Under Trump, this effort was wildly successful: In addition to overhauling the Supreme Court, he managed to appoint more than a quarter of all active federal-appeals-court judges in just four years. This conservative hold on one of the federal government’s three branches will last a generation, no matter who sits in the Oval Office at the end of the day on January 20. At this point, a farcical Court decision endorsing gibberish appeals to ignore the will of multiple states’ voters would ruin decades of careful planning. Keeping Trump for another four years of judicial nominations was never as important as preserving the institutional legitimacy of a Court that conservatives dominate.
Already, the Court is delivering the sort of symbolic culture-war victories the legal right has long sought. In November, the Court blocked the enforcement of New York Governor Andrew Cuomo’s attempt to limit (among other gatherings) attendance at worship services during the COVID-19 pandemic as an impermissible burden on religious freedom—a dependable cause célèbre in conservative circles. Chief Justice John Roberts dissented, as did the three liberal justices, but in this era of a conservative supermajority, his defection didn’t matter. As the University of Michigan law professor Leah Litman wrote in The Appeal, this seismic ruling shows how eager conservatives are to reshape the law as they see fit, especially now that they are no longer constrained by whoever happens to be the coalition’s most cautious member. As harmful as the Court was during Trump’s presidency, its most consequential rulings will come well after he leaves office.
What the Court didn’t say matters too. Despite the public plea of at least one high-profile member of the Supreme Court bar, the justices never forcefully repudiated Trump’s postelection conduct; instead, they issued brief, anodyne orders in these matters that did not discuss the merits. Condemning frivolous litigation brought in service of a president’s slow-motion coup attempt feels like a low bar for a high court to clear, and its failure to do so is itself a sort of silver-lining victory for certain Trump acolytes. On Friday night, the White House press secretary, Kayleigh McEnany, characterized the justices as having “dodged” the case’s substance with a “procedural ruling,” defiantly asserting that “the indictment on this election and its integrity still stands.”

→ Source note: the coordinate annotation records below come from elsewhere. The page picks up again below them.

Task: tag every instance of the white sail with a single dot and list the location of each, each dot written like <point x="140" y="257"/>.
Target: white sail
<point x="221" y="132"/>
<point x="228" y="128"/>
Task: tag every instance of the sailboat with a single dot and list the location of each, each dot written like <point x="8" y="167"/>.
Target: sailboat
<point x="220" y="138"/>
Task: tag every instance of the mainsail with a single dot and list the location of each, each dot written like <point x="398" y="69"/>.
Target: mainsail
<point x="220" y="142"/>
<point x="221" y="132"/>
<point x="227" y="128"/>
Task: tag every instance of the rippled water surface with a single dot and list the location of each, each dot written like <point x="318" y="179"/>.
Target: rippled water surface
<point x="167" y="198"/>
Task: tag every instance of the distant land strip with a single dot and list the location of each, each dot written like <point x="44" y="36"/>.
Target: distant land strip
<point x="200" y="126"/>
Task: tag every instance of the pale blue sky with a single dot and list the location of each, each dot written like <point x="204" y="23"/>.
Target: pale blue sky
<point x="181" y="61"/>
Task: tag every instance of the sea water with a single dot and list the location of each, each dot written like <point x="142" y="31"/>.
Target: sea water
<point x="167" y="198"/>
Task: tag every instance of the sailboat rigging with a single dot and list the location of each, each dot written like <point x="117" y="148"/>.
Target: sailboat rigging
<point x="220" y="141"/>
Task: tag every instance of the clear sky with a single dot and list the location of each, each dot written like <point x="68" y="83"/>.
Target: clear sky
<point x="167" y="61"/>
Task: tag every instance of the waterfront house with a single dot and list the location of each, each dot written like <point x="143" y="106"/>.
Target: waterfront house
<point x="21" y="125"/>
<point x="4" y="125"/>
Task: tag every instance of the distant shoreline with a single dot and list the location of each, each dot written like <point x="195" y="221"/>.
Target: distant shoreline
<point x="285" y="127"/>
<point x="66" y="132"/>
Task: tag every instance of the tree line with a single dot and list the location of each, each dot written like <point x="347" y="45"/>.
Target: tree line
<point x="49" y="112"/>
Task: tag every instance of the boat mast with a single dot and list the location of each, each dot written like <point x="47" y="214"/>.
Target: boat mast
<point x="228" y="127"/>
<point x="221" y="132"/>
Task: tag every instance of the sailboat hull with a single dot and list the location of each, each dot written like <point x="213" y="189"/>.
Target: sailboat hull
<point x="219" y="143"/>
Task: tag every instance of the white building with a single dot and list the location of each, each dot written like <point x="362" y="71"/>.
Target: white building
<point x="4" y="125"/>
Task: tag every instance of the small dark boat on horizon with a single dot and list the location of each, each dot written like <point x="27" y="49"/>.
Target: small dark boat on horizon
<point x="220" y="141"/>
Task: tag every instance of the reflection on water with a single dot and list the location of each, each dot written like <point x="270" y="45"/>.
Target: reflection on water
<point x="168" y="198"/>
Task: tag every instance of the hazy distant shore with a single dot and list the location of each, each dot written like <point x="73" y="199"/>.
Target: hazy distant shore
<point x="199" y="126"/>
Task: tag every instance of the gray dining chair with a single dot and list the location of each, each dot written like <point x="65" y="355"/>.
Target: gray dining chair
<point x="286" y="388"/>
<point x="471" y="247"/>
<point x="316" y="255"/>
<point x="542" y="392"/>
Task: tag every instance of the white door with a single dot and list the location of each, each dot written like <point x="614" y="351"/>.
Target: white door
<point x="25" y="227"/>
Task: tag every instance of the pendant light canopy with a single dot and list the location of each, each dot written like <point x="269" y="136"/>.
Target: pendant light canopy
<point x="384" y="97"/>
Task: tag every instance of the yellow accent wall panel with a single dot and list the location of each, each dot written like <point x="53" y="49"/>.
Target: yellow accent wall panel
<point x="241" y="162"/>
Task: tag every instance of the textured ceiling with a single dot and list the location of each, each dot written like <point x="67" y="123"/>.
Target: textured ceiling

When taken alongside, for example, Kavanaugh’s preelection willingness to countenance “suspicions” about the “impropriety” of mail-in voting, the justices’ decision to resolve these matters relatively quietly does nothing to discourage the paranoia about the outcome’s legitimacy that remains troublingly pervasiveamong Republican politicians and voters. And although the Court may not have been willing to overturn an election that Trump lost by such wide margins, the groundwork is now in place for the justices to bless a new era of voter suppression. Depending on how effective these efforts are, the Court might not need to bother with the possibility of intervening in the next close election—Republicans will just win it outright.
It is unequivocally good that the Court didn’t deliver a 20th-anniversary redux of Bush v. Gore after all. But the justices are not civic heroes for turning Trump away at the courthouse door, or champions of the rule of law for not laying waste to the democratic process. They appear to be savvy partisan operators, unwilling to expend their political capital to rescue a soundly beaten candidate whose support they no longer need, fully aware that they can accumulate even more goodwill merely by not confirming the very worst fears about how the Court will wield its power. With Trump’s postelection gambit all but over, the greatest trick the conservative legal movement can hope to pull off is convincing people that it was never really a threat.